GENERAL GUIDANCE CHAPTER SUITE PUBLISHED
Developing a comprehensive suite of bioassay guidance chapters has stemmed from revisions of USP's core compendial bioassay
standard, General Chapter Design and Analysis of Biological Assays <111>. The revision was necessitated by rapid progress in computational analysis, assay design tools, and statistical understanding.
Key issues addressed in the revision include: evaluating curve similarity, using equivalence testing as a statistical method
in several areas of bioassay data analysis, and the best means for combining data from multiple assays.
Tina S. Morris, PhD
Initially published as a comprehensive revision of general chapter <111> in the March–April 2008 edition of USP's Pharmacopeial Forum (PF) 34(3), the proposal on bioassay analysis yielded pertinent public comment from a variety of stakeholders. Based on comments
received and further consideration by a USP advisory panel, the next iteration of the proposal is in the proposed general
chapter titled Analysis of Biological Assays <1034> that will be published in the July–August 2010 PF 36(4). It also will contain two related proposed general chapters: Validation of Biological Assays <1033> and Design of Biological Assays <1032>.
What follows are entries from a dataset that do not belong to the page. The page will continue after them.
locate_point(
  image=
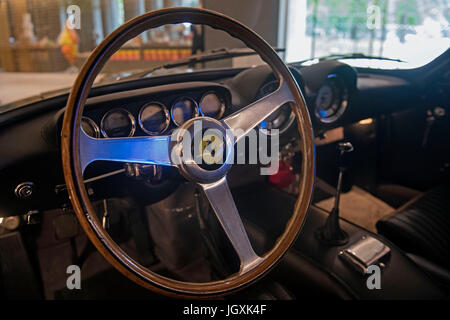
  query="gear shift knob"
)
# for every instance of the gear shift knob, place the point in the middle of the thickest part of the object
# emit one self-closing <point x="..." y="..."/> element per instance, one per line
<point x="331" y="233"/>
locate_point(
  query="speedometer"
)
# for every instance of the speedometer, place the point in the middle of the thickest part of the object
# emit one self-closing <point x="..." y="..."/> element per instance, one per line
<point x="154" y="118"/>
<point x="281" y="119"/>
<point x="118" y="123"/>
<point x="331" y="100"/>
<point x="90" y="127"/>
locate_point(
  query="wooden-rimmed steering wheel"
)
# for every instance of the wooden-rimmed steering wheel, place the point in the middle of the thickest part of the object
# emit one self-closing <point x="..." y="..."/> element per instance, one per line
<point x="78" y="150"/>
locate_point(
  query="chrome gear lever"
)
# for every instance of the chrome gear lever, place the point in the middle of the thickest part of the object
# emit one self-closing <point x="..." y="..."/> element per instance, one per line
<point x="331" y="233"/>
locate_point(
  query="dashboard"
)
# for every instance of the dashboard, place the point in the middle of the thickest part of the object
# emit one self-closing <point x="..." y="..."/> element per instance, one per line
<point x="336" y="95"/>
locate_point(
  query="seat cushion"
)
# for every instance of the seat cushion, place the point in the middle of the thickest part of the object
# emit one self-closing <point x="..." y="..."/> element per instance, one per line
<point x="422" y="226"/>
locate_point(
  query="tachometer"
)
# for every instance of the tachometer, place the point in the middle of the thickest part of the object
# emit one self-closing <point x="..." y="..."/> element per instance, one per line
<point x="183" y="109"/>
<point x="212" y="105"/>
<point x="118" y="123"/>
<point x="154" y="118"/>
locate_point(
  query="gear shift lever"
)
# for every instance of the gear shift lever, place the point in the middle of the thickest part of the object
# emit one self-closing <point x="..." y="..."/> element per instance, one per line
<point x="331" y="233"/>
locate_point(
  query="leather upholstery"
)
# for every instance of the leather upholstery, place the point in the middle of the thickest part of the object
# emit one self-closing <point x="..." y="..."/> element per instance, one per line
<point x="422" y="227"/>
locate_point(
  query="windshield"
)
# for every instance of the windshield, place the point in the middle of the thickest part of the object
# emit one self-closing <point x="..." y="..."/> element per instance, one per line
<point x="43" y="44"/>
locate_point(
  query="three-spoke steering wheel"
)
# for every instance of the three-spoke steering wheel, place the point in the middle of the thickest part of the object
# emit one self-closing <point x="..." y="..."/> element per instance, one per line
<point x="79" y="150"/>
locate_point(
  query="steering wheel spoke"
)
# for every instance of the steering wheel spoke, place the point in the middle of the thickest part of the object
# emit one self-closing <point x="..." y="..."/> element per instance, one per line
<point x="145" y="150"/>
<point x="244" y="120"/>
<point x="221" y="200"/>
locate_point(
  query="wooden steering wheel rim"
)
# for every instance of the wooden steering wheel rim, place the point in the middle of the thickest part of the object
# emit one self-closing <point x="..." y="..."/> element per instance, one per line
<point x="70" y="144"/>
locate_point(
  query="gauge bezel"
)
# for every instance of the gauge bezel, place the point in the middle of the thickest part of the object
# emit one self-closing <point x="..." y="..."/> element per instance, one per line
<point x="197" y="109"/>
<point x="221" y="99"/>
<point x="94" y="126"/>
<point x="166" y="113"/>
<point x="128" y="113"/>
<point x="341" y="101"/>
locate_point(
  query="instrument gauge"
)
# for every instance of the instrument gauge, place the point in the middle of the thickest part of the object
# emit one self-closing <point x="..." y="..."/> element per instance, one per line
<point x="118" y="123"/>
<point x="331" y="100"/>
<point x="211" y="105"/>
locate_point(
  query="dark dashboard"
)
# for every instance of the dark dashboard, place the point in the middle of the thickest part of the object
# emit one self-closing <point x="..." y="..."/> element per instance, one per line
<point x="336" y="95"/>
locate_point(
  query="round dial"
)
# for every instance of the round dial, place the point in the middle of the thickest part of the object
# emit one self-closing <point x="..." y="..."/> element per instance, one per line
<point x="118" y="123"/>
<point x="90" y="127"/>
<point x="282" y="118"/>
<point x="183" y="109"/>
<point x="154" y="118"/>
<point x="212" y="105"/>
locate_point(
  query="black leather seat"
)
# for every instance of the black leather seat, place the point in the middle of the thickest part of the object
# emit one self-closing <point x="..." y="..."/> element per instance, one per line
<point x="422" y="229"/>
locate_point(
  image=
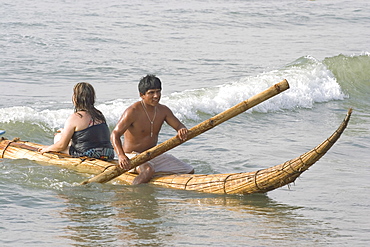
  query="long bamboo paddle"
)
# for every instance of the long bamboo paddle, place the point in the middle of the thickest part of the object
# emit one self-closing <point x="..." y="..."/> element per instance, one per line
<point x="114" y="171"/>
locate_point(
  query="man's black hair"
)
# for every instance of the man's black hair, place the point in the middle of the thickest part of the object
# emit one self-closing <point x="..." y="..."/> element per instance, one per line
<point x="149" y="82"/>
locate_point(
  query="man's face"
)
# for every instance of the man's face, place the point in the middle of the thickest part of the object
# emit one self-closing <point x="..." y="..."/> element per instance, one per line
<point x="152" y="96"/>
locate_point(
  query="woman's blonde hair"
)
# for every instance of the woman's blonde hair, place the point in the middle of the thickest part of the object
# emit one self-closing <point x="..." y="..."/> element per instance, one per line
<point x="84" y="99"/>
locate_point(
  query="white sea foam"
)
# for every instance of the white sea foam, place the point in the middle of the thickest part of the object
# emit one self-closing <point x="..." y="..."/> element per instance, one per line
<point x="310" y="82"/>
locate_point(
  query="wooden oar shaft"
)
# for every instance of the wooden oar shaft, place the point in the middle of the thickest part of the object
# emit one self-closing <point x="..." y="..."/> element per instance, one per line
<point x="115" y="171"/>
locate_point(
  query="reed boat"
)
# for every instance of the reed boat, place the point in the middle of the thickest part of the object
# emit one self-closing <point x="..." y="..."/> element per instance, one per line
<point x="260" y="181"/>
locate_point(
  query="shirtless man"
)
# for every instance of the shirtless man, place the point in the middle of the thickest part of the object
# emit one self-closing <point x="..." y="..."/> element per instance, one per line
<point x="140" y="125"/>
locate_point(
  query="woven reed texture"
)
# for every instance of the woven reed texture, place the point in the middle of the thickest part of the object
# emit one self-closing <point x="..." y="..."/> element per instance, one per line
<point x="260" y="181"/>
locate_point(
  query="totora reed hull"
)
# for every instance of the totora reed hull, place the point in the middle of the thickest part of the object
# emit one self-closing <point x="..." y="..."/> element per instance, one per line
<point x="260" y="181"/>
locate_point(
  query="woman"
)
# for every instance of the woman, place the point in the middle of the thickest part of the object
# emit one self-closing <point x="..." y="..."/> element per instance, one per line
<point x="85" y="132"/>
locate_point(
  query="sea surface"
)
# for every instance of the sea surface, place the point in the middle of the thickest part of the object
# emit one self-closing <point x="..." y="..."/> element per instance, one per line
<point x="210" y="55"/>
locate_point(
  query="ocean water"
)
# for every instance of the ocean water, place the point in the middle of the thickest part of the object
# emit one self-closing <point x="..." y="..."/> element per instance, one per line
<point x="210" y="55"/>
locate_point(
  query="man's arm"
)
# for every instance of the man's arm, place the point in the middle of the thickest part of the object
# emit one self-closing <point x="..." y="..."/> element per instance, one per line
<point x="121" y="127"/>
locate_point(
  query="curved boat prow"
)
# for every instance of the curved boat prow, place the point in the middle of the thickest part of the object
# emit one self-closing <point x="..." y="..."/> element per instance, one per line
<point x="277" y="176"/>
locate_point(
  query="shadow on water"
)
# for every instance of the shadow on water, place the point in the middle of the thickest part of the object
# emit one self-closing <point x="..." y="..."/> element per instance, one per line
<point x="145" y="215"/>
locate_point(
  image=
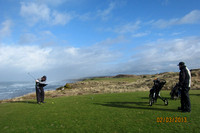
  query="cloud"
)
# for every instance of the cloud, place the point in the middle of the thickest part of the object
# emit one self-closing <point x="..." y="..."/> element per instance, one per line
<point x="52" y="2"/>
<point x="106" y="12"/>
<point x="191" y="18"/>
<point x="127" y="28"/>
<point x="57" y="61"/>
<point x="35" y="13"/>
<point x="163" y="56"/>
<point x="142" y="34"/>
<point x="5" y="28"/>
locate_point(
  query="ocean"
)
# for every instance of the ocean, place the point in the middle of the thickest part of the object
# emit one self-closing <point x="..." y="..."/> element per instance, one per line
<point x="14" y="89"/>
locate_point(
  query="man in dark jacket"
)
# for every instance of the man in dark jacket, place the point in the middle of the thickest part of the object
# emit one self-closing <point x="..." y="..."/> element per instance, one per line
<point x="185" y="84"/>
<point x="40" y="83"/>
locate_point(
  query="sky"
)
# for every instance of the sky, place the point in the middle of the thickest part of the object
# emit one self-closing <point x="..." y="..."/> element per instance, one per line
<point x="68" y="39"/>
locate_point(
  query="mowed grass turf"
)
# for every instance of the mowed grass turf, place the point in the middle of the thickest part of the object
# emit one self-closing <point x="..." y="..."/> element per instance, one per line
<point x="110" y="113"/>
The chapters will be accompanied by a minor revision to the currently official <111>, to align this chapter with the new proposed chapters. A more comprehensive revision of <111> is planned after all product- and monograph-specific references in the chapter have been addressed. Eventually, all four
chapters will be accompanied by a general chapter <1030> that will provide a roadmap, including a unifying glossary of terms. To solicit the most possible stakeholder input, USP
is making the proposed chapters available for download and comment early on the USP web site. The public comment period ends
October 15, 2010.
BIOASSAY TRANSITIONS AS A FOCAL POINT
USP expert committees continue to promote the replacement of animal-based bioassays in compendial standards, based both on
ethical considerations regarding the use of animals and the fact that there is less variability in many cell-based or binding
assays. To further advance discussion in this area, the second day of USP's 3rd Bioassay Workshop (
http://www.usp.org/meetings/workshops/2010Bioassay.html being held at USP's Rockville, MD, headquarters on August 11–12, will focus on transitioning bioassays. This discussion will
follow a day of deliberations on implementing the USP general bioassay guidance.
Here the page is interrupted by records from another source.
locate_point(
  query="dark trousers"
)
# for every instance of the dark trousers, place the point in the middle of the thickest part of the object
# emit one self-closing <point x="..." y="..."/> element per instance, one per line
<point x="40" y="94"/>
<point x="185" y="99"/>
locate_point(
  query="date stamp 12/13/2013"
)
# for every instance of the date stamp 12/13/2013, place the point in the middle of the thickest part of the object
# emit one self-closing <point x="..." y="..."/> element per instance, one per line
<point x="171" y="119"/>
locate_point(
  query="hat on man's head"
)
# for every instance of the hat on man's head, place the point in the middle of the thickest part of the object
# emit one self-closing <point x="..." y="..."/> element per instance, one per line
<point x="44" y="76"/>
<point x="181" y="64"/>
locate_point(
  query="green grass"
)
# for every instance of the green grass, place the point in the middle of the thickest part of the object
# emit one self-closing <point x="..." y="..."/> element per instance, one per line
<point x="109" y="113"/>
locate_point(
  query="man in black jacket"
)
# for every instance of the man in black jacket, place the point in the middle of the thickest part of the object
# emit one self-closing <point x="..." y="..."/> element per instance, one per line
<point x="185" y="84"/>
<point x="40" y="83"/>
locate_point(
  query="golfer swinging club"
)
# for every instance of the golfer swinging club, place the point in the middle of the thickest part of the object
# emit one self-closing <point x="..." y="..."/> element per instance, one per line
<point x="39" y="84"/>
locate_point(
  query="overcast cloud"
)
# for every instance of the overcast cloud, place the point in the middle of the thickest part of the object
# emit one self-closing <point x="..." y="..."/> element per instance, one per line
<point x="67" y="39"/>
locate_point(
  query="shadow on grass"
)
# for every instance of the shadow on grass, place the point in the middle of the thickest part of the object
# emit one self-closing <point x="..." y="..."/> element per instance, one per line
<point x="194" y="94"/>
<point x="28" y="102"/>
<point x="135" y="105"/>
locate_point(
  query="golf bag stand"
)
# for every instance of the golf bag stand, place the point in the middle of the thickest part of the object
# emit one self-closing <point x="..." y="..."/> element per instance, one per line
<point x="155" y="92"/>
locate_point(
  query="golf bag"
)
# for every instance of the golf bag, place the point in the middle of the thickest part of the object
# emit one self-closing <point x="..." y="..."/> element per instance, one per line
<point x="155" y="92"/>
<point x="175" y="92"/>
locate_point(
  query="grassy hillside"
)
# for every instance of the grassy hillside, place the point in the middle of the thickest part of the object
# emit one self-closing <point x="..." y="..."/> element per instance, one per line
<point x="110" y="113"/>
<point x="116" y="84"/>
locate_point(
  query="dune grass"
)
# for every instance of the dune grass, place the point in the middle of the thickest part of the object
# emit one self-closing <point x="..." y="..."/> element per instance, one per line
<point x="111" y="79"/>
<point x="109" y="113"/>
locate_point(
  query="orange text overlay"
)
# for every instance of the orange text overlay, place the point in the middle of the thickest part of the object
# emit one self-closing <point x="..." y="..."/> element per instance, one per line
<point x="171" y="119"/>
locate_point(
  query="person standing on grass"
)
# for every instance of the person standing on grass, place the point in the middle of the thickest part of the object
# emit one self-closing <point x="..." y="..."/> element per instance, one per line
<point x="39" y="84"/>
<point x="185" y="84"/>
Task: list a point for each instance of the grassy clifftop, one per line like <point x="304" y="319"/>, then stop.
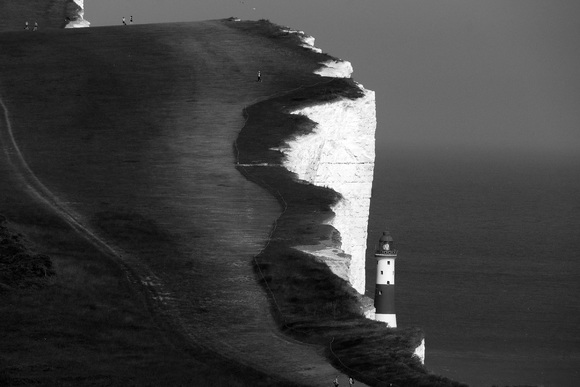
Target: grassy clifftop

FUNCTIONALITY OF ANCILLARY MATERIALS
Bioassays also play a key role in assessing ancillary materials that are of biological or biotechnology-derived origin. The
USP Biologics and Biotechnology—Gene, Cell, and Tissue Therapies Expert committee has been actively working on new standards
for ancillary materials that are widely used in biotechnology manufacturing. The most recent examples are Interleukin-4, used
in cell therapy manufacturing, and fetal bovine serum, used in vaccine, cell, and gene therapy manufacturing. Both standards
will include cell-line based bioassays as functionality tests. Bovine Serum Quality Attributes and Functionality Tests <90> and Cytokines used in Cell Therapy Manufacturing <92> are slated to become official in USP 34–NF 29, and associated reference standards currently are in development.